6 thoughts on “John Sudler Isaacs and his times (II)

  • The ‘kettles’ you mention were called “retorts” in the canning industries. As the industry moved on to “continous cookers” my family business , ELLENDALE CORPORATION, ended up with MANY retorts, few that went to Asia, South American and Mexico canneries , most in storage in Ellendale, cut up as scrap metal . IN FACT, it was during the process of ‘scraping’ these retort’s, that the Ellendale storage , a former old canning house, somehow, caught fire and the building and contents, obsolete used cannery equipment, were a total loss. Talk about Mother Luck.

    • Phil Martin

      Harry,
      This is a really great add-on to the posting! I knew your family business had all kinds of machinery and equipment, but I didn’t make the leap to think to ask you if you had cannery equipment there. Thanks for putting this out there, and I hope readers of the posting take the time to read it.

  • Steve DiGirolamo

    What a strange coincidence…l have a couple of old JSI labels framed on my kitchen wall and walked by then just now and decided to do a search and see if JSI was still in business….came across your blog, read the first story then read this one only to realise out was posted today!

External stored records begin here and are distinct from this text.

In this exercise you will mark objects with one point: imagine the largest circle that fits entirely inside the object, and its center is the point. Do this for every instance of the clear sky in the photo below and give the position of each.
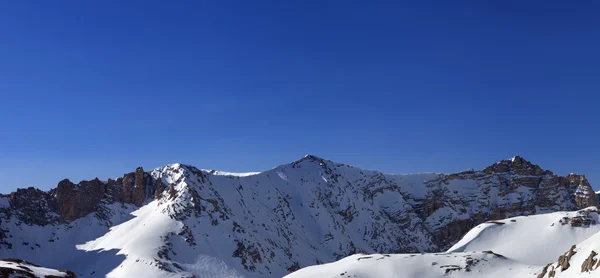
(96, 88)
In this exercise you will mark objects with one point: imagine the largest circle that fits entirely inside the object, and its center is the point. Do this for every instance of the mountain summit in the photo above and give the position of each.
(181, 221)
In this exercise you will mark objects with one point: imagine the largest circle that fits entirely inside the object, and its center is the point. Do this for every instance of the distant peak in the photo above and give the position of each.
(313, 157)
(517, 159)
(516, 164)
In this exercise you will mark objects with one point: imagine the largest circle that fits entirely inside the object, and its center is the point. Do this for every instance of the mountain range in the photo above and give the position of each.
(182, 221)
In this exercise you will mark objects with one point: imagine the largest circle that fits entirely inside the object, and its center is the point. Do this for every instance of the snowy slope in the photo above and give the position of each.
(581, 260)
(18, 268)
(180, 221)
(472, 264)
(513, 247)
(536, 239)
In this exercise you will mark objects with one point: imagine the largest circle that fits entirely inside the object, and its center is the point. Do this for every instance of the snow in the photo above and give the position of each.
(37, 271)
(305, 213)
(4, 202)
(535, 239)
(419, 266)
(224, 173)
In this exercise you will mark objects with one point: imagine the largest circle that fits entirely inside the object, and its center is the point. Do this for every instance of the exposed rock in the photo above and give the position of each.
(563, 260)
(20, 268)
(33, 206)
(544, 271)
(78, 200)
(159, 187)
(589, 263)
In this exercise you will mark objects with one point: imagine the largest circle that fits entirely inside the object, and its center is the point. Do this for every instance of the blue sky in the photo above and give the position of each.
(96, 88)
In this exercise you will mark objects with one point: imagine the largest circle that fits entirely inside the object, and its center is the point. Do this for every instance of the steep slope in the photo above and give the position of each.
(534, 240)
(580, 260)
(10, 268)
(459, 265)
(179, 221)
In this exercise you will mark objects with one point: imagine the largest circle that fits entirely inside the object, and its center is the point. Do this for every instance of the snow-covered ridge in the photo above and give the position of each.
(180, 221)
(18, 268)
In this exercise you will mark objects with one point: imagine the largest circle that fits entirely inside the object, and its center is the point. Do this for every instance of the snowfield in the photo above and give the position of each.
(301, 218)
(513, 247)
(18, 269)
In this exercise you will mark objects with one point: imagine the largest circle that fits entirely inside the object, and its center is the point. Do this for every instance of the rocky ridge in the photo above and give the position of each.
(271, 223)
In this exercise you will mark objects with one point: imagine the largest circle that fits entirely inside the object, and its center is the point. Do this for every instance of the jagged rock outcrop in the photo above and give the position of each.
(22, 269)
(309, 211)
(564, 260)
(78, 200)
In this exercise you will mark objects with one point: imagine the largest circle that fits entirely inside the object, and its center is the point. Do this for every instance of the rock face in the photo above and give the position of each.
(310, 211)
(19, 268)
(78, 200)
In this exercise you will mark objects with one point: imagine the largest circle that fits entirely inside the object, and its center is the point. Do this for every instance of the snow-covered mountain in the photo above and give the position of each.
(180, 221)
(514, 247)
(11, 268)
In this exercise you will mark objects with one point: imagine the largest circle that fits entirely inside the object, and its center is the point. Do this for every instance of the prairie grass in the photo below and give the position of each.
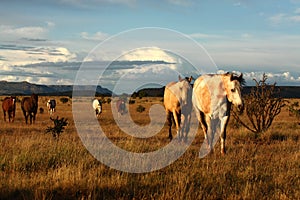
(34, 165)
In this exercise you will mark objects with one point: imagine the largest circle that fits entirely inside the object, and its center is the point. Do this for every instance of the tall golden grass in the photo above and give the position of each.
(33, 165)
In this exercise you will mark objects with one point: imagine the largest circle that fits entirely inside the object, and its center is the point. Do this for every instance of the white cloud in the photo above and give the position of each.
(148, 54)
(284, 18)
(205, 36)
(35, 55)
(278, 18)
(93, 3)
(180, 2)
(99, 36)
(11, 32)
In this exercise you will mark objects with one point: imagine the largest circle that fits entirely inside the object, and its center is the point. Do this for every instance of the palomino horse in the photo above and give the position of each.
(51, 104)
(9, 106)
(29, 107)
(212, 99)
(178, 106)
(121, 107)
(97, 105)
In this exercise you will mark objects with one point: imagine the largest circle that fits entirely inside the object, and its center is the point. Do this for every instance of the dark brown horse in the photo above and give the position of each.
(9, 106)
(29, 107)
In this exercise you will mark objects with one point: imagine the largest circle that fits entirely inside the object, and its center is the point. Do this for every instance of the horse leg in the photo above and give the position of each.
(30, 117)
(9, 115)
(169, 119)
(209, 134)
(224, 123)
(33, 117)
(4, 115)
(177, 119)
(13, 115)
(26, 117)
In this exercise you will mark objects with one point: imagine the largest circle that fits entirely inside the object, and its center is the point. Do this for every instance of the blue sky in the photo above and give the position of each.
(45, 42)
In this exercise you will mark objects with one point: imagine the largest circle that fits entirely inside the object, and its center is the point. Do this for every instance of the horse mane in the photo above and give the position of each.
(188, 79)
(234, 76)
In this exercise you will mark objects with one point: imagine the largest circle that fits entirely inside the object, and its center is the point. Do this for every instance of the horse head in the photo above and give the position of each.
(233, 89)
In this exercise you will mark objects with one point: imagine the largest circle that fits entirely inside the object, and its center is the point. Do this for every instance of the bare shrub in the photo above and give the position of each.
(262, 105)
(140, 108)
(59, 126)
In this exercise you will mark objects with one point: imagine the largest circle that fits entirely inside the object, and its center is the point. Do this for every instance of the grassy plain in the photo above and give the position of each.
(33, 165)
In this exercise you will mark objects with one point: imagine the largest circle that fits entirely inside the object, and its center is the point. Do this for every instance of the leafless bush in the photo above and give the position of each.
(59, 126)
(262, 105)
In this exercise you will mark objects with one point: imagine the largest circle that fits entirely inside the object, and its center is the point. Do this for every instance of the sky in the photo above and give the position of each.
(54, 41)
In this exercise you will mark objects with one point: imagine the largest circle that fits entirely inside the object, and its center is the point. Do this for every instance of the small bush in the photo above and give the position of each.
(108, 100)
(262, 105)
(64, 100)
(140, 108)
(131, 101)
(59, 126)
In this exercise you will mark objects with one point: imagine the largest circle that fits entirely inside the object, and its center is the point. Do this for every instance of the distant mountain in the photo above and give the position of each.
(25, 88)
(285, 91)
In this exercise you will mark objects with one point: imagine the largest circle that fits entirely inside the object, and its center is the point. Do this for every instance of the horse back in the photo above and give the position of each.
(208, 92)
(9, 104)
(28, 104)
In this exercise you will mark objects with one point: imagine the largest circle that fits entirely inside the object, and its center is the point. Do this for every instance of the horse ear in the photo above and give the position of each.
(231, 77)
(179, 78)
(240, 77)
(190, 79)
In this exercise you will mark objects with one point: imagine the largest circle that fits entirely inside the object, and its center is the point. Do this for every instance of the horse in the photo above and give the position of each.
(213, 95)
(97, 105)
(121, 107)
(178, 106)
(9, 106)
(51, 104)
(29, 107)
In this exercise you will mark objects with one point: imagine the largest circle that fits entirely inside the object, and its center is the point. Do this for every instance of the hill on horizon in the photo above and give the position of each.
(26, 88)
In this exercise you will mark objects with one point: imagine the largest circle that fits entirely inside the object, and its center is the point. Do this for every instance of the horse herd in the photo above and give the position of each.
(211, 96)
(29, 106)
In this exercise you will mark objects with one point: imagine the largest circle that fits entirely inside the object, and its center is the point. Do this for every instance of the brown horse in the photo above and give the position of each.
(29, 107)
(9, 106)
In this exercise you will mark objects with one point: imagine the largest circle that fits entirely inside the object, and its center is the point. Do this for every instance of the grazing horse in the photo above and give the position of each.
(51, 104)
(121, 107)
(9, 106)
(29, 107)
(213, 95)
(178, 106)
(97, 105)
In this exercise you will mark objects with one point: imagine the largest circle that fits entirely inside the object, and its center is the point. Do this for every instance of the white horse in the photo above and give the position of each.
(212, 98)
(97, 105)
(178, 106)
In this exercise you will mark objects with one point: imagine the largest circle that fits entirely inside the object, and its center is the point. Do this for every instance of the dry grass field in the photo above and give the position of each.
(34, 165)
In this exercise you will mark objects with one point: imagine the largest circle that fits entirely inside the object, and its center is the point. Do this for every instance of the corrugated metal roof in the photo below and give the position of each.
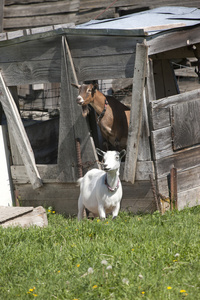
(152, 21)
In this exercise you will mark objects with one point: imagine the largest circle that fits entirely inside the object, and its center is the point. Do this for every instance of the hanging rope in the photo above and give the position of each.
(105, 9)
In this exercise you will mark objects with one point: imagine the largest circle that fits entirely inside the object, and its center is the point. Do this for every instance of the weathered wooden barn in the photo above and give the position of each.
(164, 130)
(23, 14)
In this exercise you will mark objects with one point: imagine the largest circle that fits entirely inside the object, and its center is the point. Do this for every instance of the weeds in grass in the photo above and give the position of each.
(132, 257)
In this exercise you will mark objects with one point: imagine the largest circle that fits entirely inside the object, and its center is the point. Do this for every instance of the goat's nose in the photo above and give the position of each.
(79, 100)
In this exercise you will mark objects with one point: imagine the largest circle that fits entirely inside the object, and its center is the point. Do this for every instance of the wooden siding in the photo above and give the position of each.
(186, 159)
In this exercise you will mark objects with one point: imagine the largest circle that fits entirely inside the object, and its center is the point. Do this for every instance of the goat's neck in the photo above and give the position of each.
(113, 178)
(99, 102)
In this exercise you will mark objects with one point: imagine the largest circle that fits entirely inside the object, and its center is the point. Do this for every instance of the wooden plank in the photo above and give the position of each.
(160, 109)
(187, 180)
(36, 21)
(185, 124)
(150, 85)
(38, 61)
(161, 140)
(88, 4)
(27, 72)
(48, 173)
(136, 112)
(189, 198)
(177, 53)
(160, 42)
(181, 160)
(72, 123)
(39, 9)
(1, 15)
(164, 78)
(20, 136)
(5, 177)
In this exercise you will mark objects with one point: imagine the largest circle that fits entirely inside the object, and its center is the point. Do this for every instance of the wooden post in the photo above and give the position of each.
(1, 14)
(136, 112)
(72, 123)
(173, 188)
(19, 134)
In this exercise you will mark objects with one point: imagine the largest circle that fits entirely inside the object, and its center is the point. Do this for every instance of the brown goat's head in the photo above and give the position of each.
(86, 96)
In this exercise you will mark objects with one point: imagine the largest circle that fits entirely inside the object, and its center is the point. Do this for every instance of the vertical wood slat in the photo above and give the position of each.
(72, 123)
(136, 112)
(1, 14)
(19, 134)
(173, 187)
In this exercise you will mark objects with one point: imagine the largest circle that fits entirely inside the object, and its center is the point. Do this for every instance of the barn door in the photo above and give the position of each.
(176, 144)
(73, 126)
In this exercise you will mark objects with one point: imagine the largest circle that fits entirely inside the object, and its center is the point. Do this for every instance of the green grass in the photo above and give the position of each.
(152, 257)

Weird…..great story on the farm and cannery, though.

    • Phil Martin

      Thanks for the kind words. The Isaacs family business was dissolved in the early 1960s,
      And JSI died in 1950. But people like you will keep the legacy alive.

  • Phil L

    I found this page after seeing an attractive John Isaacs label for sale online,, and was curious about the Ellendale DE location–I live in MD. Thanks for helping to save even a small but clearly significant piece of local and also food industry history. I am 70 and suspect that if I began a conversation mentioning canneries I would be speaking Greek. I do recall reading in a government publication -perhaps an Agricultural Yearbook, how a passenger traveling through Harford County on the B & O or Pennsylvania RR remarked that the hills appeared to be painted red, due to all the cannery bound tomatoes. This is a very thought provoking blog posting and I am happy to see you included photos of the steam engine that once served multiple duties. Had I been a teen aged boy who lived close by in the operating time of the cannery, I would have begged to help feed the fire and tend the boiler, even for no pay! We have lost much besides tradition, jobs, land, and good foods with the demise of local canning.

    • Phil Martin

      Thanks so much for your response to this post! It so happens I was talking with two gentlemen I met today about John Sudler Isaacs; they have bought his home on Route 1 and were researching the history of his many ventures, including canning.